The next evening when it happened again. I noticed my resistance. I noticed the surprise. I noticed the feelings of uncertainty and unfamiliarity with my own body. Unfamiliar with the body I'm so used to, the body that I have lived in for 36 years, yet I just never really 'see'.
In all its completeness.
So I got curious. I started turning around in front of the mirror. Looking at myself from as many angles as possible. The light changing and creating pattern and shape rippling over me. Twisting, tensing, flexing, looking at the curves, the folds and muscle tone and observing the wonder of the musculoskeletal system that makes the human form.
It became quite a fun game. Creating a sense of familiarity and connection with myself, and in doing so a sense of compassion. And slowly but surely a deeper sense of self love.
Not that I'd ever really hated my body, not at all. I simply hadn't ever really appreciated it because I'd never seen it, not really, not like this. I’d been so disconnected from my wholeness. I had no idea what I was missing.
But every single night and every single morning as I got undressed, I had the chance to observe my body in it's naked glory. Those moments became such a celebration. A private moment of connection and respect.

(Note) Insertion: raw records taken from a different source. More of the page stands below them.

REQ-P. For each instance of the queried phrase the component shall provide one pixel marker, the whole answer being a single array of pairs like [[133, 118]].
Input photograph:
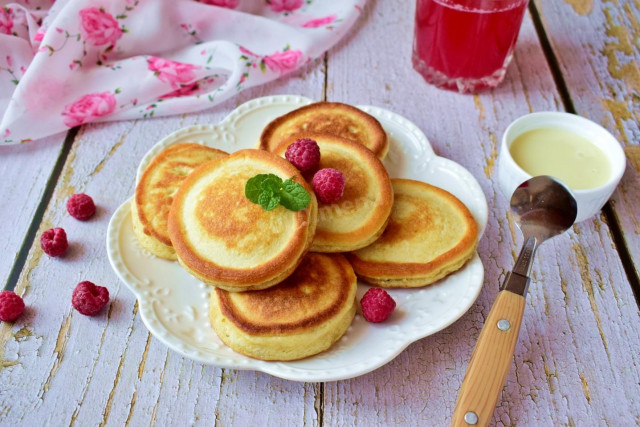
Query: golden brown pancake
[[430, 235], [331, 118], [155, 191], [361, 215], [297, 318], [224, 239]]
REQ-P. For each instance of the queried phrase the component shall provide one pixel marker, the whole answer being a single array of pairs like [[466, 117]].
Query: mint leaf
[[253, 187], [269, 200], [268, 191], [272, 183], [293, 196]]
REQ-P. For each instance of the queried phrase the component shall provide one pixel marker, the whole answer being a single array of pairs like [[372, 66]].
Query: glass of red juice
[[466, 45]]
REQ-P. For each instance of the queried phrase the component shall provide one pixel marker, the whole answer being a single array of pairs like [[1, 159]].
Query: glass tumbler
[[465, 45]]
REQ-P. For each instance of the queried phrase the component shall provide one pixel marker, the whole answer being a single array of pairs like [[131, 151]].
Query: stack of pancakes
[[282, 288]]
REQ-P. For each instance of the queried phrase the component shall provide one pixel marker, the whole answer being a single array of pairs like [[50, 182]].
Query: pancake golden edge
[[331, 118], [225, 240], [430, 235], [361, 215], [156, 188], [302, 316]]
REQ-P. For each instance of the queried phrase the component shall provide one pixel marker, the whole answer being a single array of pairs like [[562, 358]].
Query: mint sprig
[[269, 191]]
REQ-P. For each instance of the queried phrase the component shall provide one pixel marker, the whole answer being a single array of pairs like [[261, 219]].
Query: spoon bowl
[[543, 207]]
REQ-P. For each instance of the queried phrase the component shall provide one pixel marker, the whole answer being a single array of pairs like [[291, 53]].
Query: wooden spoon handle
[[490, 362]]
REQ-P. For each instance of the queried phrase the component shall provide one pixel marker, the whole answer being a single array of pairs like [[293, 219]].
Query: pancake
[[300, 317], [227, 241], [361, 215], [331, 118], [155, 191], [430, 235]]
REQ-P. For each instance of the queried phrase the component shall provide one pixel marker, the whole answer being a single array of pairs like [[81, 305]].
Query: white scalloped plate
[[174, 305]]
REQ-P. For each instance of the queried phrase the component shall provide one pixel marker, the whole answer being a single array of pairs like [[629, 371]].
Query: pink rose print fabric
[[65, 63], [89, 107], [99, 27]]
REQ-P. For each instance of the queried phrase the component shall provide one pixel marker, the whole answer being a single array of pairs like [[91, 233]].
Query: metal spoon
[[542, 208]]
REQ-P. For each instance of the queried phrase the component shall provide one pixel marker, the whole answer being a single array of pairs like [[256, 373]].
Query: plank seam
[[552, 61], [27, 243], [609, 214]]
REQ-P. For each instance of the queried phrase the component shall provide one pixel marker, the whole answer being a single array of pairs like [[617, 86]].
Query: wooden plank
[[61, 367], [25, 169], [581, 329], [597, 45]]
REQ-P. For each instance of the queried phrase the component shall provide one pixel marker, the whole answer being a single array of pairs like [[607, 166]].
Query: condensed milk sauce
[[571, 158]]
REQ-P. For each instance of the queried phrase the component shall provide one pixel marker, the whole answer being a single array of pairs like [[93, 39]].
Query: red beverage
[[465, 45]]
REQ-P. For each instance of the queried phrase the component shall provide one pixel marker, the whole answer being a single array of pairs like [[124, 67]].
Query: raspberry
[[11, 306], [80, 206], [377, 305], [54, 242], [303, 154], [88, 298], [328, 184]]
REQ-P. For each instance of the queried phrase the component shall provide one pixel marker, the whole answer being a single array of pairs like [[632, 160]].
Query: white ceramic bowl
[[590, 201]]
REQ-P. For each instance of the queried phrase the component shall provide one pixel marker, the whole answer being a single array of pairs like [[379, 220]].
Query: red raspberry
[[88, 298], [54, 242], [303, 154], [80, 206], [377, 305], [328, 184], [11, 306]]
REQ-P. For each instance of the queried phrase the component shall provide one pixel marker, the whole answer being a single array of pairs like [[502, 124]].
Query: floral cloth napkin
[[66, 63]]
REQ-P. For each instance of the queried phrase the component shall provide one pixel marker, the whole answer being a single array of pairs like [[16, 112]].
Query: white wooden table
[[577, 361]]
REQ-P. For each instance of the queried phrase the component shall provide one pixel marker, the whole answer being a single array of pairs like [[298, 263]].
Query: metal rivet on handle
[[471, 418], [504, 325]]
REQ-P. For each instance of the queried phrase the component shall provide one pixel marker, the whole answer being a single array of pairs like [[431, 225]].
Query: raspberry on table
[[304, 154], [328, 184], [377, 305], [88, 298], [11, 306], [80, 206], [54, 242]]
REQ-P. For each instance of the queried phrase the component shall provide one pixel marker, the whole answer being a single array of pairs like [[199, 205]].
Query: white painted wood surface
[[600, 61], [576, 363]]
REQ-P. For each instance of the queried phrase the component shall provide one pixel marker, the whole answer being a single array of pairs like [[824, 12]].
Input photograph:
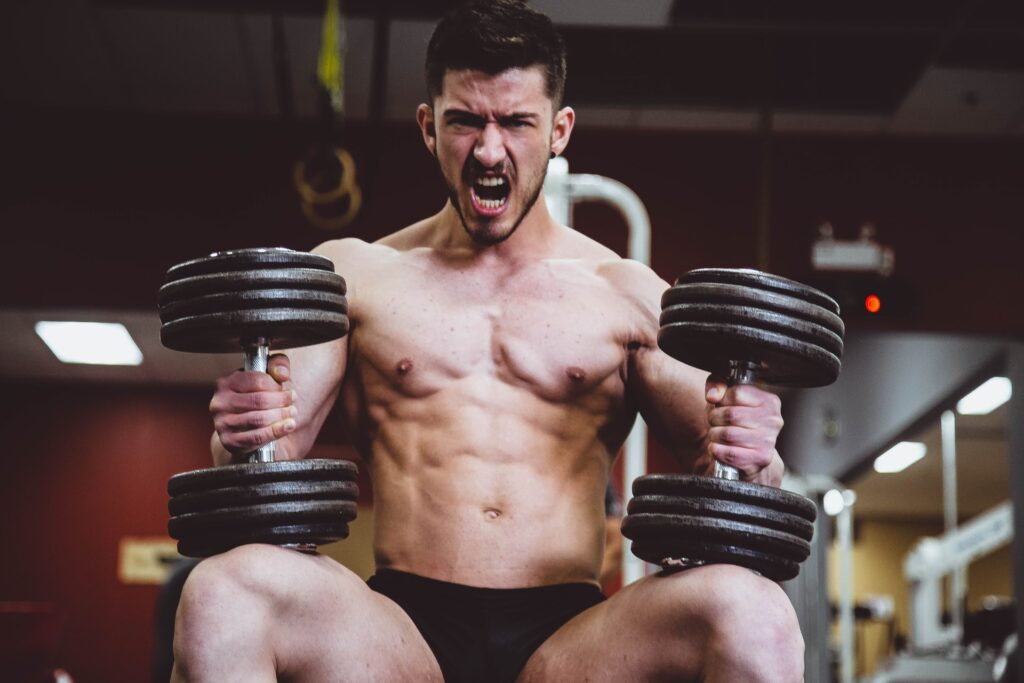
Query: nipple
[[577, 374]]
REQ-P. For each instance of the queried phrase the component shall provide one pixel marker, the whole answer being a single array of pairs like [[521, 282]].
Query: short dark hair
[[494, 36]]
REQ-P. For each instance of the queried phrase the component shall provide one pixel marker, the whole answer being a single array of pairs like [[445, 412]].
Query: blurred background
[[871, 148]]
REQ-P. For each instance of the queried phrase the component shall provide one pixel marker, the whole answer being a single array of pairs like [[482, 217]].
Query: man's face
[[493, 136]]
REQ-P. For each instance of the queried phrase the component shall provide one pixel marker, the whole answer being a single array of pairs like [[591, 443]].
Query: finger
[[280, 368], [749, 461], [715, 390], [754, 439], [227, 422], [751, 395], [250, 440], [230, 401], [247, 381], [742, 416]]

As the days and the weeks and months passed during my time in this house, I learned to celebrate the glory, the fullness and the completeness of my body in a way I'd never previously had an opportunity to, in a way that I'd never even seen as necessary.
I can honesty say it has been a beautiful journey.
So, this morning, when I woke up and sat on the edge of my bed, I suddenly had the spontaneous urge to grab my phone and take a photo. Not for likes, but to record this moment. Record how I feel to be in acceptance and celebration, in fascination and curiosity and at one with my body.
This beautiful, powerful body.
As I shot this photo, I had literally just woken up seconds before. My hair isn't brushed. I have an old T shirt and knickers on. Nothing else. I have bruises on my knees where I fell over. The bed isn't made. The room isn't particularly tidy.
But none of that matters.
Because this isn't for likes. This isn't an ego trip.
This is showing up as me in the moment. The spontaneous, raw, vulnerable, unfiltered beauty of me.
A celebration and a call to love in seeing ourselves. Fully.
Because I want you to see yourself. Fully.
I want you to find a huge mirrored wardrobe of your own and stand naked, to look yourself in the eye and truly see and celebrate the depth and fullness of who you are, because it's glorious. Truly and utterly glorious.
And it might take a while to get comfortable with that. That's ok. Stay with it. Lean into those feelings. Because with repeated exposure and a sense of curiosity, it will come. I promise.
I didn't realise before that I didn't love my body but it's simply because I never truly gave myself a chance to.
I'm giving myself that chance today.